Une seule absence peut ainsi compromettre le bon déroulement de la journée : soit le travail n’est pas effectué (un étage n’est pas entretenu, le linge n’est pas lavé…) soit il est effectué par un autre agent, qui délaisse tout ou partie de ses tâches pour assurer la tenue du poste. Dans tous les cas, cela implique une charge de travail qui vient s’ajouter à celle, déjà harassante, qui rythme les journées d’un agent d’entretien.

Une telle situation serait tenable, si elle ne se produisait pas plusieurs fois par semaine et n’impliquait pas, selon une salariée, des appels à 22 h pour commencer le lendemain à 7 h 30.

Il faut aussi compter avec des pénuries fréquentes de matériel de tout type, du matériel d’entretien aux équipements de protection en passant par les tenues professionnelles. Il n’est pas rare de voir des salariés manipuler à mains nues des produits ménagers pour lesquels l’usage de gants est recommandé.

Le manque constant de personnel et de matériel a une incidence sur le moral et la santé des salariés. Beaucoup voient dans les conditions de travail une explication aux arrêts maladie fréquents et aux absences imprévues.

Une direction entre bienveillance de façade et inaction coupable

De son côté, la direction est tout à fait consciente des difficultés que rencontre le personnel. Elle ne semble pas pour autant si prompte à les régler ; d’après les agents d’entretien les plus anciens dans la structure, les conditions de travail se sont dégradées ces dernières années. 

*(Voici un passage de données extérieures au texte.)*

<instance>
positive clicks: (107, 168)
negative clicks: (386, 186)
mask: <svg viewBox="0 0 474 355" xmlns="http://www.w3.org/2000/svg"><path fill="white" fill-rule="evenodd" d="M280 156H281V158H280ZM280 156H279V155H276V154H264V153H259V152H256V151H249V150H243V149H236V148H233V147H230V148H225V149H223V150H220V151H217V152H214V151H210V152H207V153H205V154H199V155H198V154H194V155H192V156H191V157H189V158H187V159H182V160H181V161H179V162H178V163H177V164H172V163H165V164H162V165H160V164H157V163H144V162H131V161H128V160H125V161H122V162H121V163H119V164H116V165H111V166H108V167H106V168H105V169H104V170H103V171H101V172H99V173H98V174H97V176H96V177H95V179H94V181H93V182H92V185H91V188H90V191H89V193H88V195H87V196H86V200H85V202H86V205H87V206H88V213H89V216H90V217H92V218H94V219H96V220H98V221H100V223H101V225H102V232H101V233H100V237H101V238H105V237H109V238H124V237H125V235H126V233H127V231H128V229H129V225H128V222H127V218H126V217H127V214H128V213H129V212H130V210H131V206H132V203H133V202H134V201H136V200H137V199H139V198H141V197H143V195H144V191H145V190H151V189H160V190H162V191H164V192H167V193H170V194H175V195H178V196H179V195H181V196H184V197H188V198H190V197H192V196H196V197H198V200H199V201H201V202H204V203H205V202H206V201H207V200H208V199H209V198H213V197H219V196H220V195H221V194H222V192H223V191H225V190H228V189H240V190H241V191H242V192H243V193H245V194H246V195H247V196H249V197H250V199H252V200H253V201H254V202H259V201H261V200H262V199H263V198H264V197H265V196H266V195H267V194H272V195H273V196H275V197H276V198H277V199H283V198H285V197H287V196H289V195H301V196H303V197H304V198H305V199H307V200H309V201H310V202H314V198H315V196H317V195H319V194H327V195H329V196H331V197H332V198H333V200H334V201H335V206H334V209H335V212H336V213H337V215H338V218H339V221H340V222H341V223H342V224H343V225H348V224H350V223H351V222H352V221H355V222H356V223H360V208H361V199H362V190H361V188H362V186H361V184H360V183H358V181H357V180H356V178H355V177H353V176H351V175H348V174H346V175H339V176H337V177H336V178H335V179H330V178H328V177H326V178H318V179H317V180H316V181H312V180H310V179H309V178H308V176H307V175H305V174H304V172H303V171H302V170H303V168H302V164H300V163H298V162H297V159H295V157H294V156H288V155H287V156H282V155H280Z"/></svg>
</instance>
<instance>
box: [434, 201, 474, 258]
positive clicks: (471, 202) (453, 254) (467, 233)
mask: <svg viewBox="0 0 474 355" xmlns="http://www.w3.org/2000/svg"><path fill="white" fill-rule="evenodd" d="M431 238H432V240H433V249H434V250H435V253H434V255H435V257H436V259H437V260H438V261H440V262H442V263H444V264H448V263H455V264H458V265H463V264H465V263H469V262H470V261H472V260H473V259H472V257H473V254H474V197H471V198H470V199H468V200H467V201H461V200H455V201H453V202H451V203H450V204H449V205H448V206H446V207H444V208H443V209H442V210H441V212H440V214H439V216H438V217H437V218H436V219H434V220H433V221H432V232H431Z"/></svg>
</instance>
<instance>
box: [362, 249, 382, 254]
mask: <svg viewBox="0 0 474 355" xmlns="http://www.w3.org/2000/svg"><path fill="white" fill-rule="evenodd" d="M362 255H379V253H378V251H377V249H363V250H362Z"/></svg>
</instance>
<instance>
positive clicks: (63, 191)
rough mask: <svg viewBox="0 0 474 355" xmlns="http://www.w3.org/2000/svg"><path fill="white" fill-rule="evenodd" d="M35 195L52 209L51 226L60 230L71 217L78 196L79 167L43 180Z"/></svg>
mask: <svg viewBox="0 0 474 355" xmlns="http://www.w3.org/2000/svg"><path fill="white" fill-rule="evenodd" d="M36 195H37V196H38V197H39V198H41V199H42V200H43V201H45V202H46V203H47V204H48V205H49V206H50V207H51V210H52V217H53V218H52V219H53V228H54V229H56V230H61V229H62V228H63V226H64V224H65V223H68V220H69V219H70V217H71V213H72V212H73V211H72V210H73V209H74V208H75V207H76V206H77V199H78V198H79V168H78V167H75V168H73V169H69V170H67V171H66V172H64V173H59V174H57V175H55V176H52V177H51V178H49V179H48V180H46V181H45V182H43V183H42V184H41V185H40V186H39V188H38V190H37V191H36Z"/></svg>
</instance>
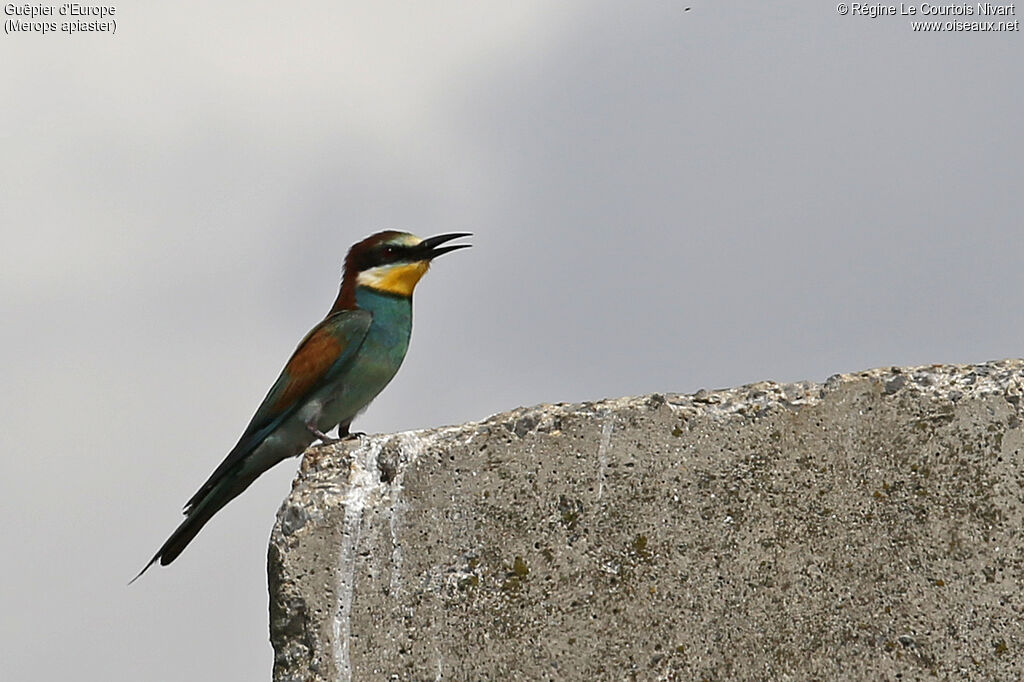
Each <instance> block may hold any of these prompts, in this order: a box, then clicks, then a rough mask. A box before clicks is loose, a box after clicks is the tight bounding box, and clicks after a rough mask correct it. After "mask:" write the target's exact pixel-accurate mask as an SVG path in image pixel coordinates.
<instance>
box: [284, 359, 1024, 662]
mask: <svg viewBox="0 0 1024 682" xmlns="http://www.w3.org/2000/svg"><path fill="white" fill-rule="evenodd" d="M1022 394H1024V363H1022V361H1019V360H1005V361H999V363H986V364H982V365H974V366H931V367H923V368H902V369H901V368H891V369H884V370H872V371H869V372H862V373H858V374H850V375H836V376H834V377H830V378H829V379H828V380H827V381H825V382H824V383H823V384H816V383H811V382H802V383H797V384H775V383H771V382H762V383H758V384H753V385H750V386H743V387H740V388H735V389H728V390H716V391H707V390H701V391H698V392H697V393H695V394H692V395H675V394H653V395H647V396H640V397H632V398H620V399H613V400H602V401H597V402H589V403H581V404H557V406H551V404H548V406H539V407H536V408H528V409H519V410H515V411H512V412H508V413H504V414H501V415H496V416H494V417H492V418H489V419H486V420H484V421H482V422H477V423H470V424H464V425H460V426H454V427H445V428H440V429H432V430H428V431H421V432H411V433H400V434H393V435H378V436H369V437H362V438H359V439H357V440H353V441H348V442H344V443H340V444H337V445H329V446H321V447H315V449H311V450H310V451H308V452H307V453H306V455H305V457H304V459H303V463H302V466H301V468H300V472H299V474H298V476H297V478H296V480H295V482H294V484H293V489H292V493H291V495H290V496H289V498H288V500H287V501H286V502H285V504H284V506H283V507H282V509H281V512H280V513H279V517H278V524H276V526H275V528H274V532H273V537H272V539H271V546H270V552H269V561H268V564H269V573H270V606H271V609H270V611H271V612H270V616H271V617H270V631H271V641H272V642H273V645H274V650H275V663H274V679H275V680H279V681H284V680H332V681H333V680H364V679H372V680H376V679H396V680H407V679H417V680H419V679H445V680H505V679H551V680H601V679H608V680H620V679H640V680H647V679H650V680H655V679H665V680H690V679H712V680H716V679H719V680H725V679H771V680H775V679H777V680H798V679H845V680H879V679H897V677H899V678H900V679H947V678H955V679H979V680H981V679H1015V676H1016V675H1017V674H1018V672H1019V671H1020V670H1022V669H1024V649H1022V647H1024V625H1022V623H1024V620H1022V616H1024V599H1022V597H1021V593H1022V587H1024V551H1022V546H1021V532H1022V531H1021V528H1022V521H1024V518H1022V504H1024V491H1022V484H1024V475H1022V474H1024V471H1022V463H1021V449H1022V443H1024V437H1022V435H1024V431H1022V428H1021V410H1022V406H1021V395H1022Z"/></svg>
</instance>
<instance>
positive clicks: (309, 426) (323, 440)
mask: <svg viewBox="0 0 1024 682" xmlns="http://www.w3.org/2000/svg"><path fill="white" fill-rule="evenodd" d="M306 428H307V429H309V432H310V433H312V434H313V435H314V436H316V438H317V439H318V440H319V441H321V442H322V443H324V444H325V445H333V444H335V443H336V442H341V441H342V440H344V438H332V437H331V436H329V435H328V434H326V433H324V432H323V431H321V430H319V429H318V428H316V427H315V426H310V425H309V424H306Z"/></svg>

Les tâches incombant aux agents d’entretien comprennent désormais certaines tâches auparavant effectuées par les aides-soignantes : il leur revient à présent d’accompagner les résidents vers la salle à manger, de couper leur nourriture si nécessaire et même, pour les plus anciens sur la structure, d’introduire les médicaments dans la préparation des petits déjeuners.

De l’avis des salariés, cette division imprécise des tâches, et leur décalage avec les compétences des agents, explique en partie des conditions de travail dégradées. Elle est selon eux la conséquence d’un manque continu de personnel.

Les résidents, victimes collatérales d’un équilibre précaire

Ce régime de précarité met en question la qualité de vie des résidents. Si les ASH n’ont pas, en théorie, à effectuer d’actes médicaux ni à s’occuper directement des besoins des patients, ils ont tout de même la responsabilité de la propreté de l’établissement et du linge, ainsi que celle du service des repas. 

Accomplir l’ensemble de ces tâches chaque jour n’est pas envisageable, lorsque tout est susceptible de manquer de façon régulière et à des intervalles aléatoires.

Cela rend difficile le maintien quotidien d’une hygiène correcte dans l’établissement, et fait courir aux résidents le risque de contracter des maladies liées à une désinfection insuffisante de leur environnement.

À nouveau, la direction a connaissance du problème, et emploie depuis peu un gouvernant chargé d’assurer le respect des protocoles d’hygiène et la régularité des stocks de matériel. Pour autant, le résultat du contrôle d’hygiène ayant eu lieu le mois de l’observation indique le peu d’efficacité de cette mesure. D’après une salariée, un contrôle similaire avait été mené six mois plus tôt ; les problèmes qu’il décelait étaient identiques. Malgré l’importance de son poste, le gouvernant se retrouve lui aussi à assurer régulièrement les postes des salariés absents (et donc à ne pas assurer ses propres tâches).

Dans de telles conditions, les agents d’entretien se retrouvent constamment insatisfaits de leur travail faute de pouvoir chaque jour le mener à bien. Dépités par des conditions toujours plus épuisantes, ils sont tenus par un emploi que leur situation bien souvent précaire empêche de quitter. Il faut ajouter à cela l’absence des syndicats et l’apparente méconnaissance de ce genre de recours du point de vue des salariés.

Sans être le pire, cet EHPAD est similaire à bien d’autres : le fonctionnement sous tension semble bien plus constituer la norme que l’exception.